I walked up and down the line a couple times, taunting people with my trail mix and they just looked back at me, smirking. Even when I took out my iPhone 3GS(ubordinate) they seemed to know it was merely a rouse, a downgrade. Vengefully, I "snapped" their photos. They leaned back glamorously, flipping their hair or tilting their sunglasses whilst being a residue sweat towel for the open chested hairy man behind them. (Yes. Every other person was an open shirted hairy-chested man.)

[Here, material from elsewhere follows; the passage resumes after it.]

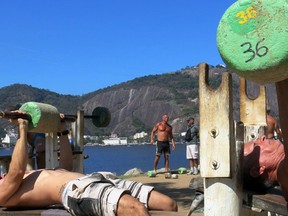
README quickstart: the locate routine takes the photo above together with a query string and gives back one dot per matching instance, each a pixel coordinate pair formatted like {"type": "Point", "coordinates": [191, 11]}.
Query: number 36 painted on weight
{"type": "Point", "coordinates": [260, 51]}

See. Look at the photo above. The one I took with my iPhone 3GS. Even look at the dude with the vaguely Hawaiian shirt, jeans and Reeboks. He looks trendy by proximity. He's an associate of cool. Of cool-dom.

And see that girl? The one with the floppy hat and jesus sandals? She's blindingly awesome. And you can't see it, but I'll fill you in. She's just walked out the Apple store and HAS IT. Yep. That's the new iPhone 4/God in her hands. Look at her. Taunting everyone with her floppy hat. Giving the crowd a glimpse as she turns her head towards the traffic and then thinks, I have God in my hand. Why even bother checking for cars?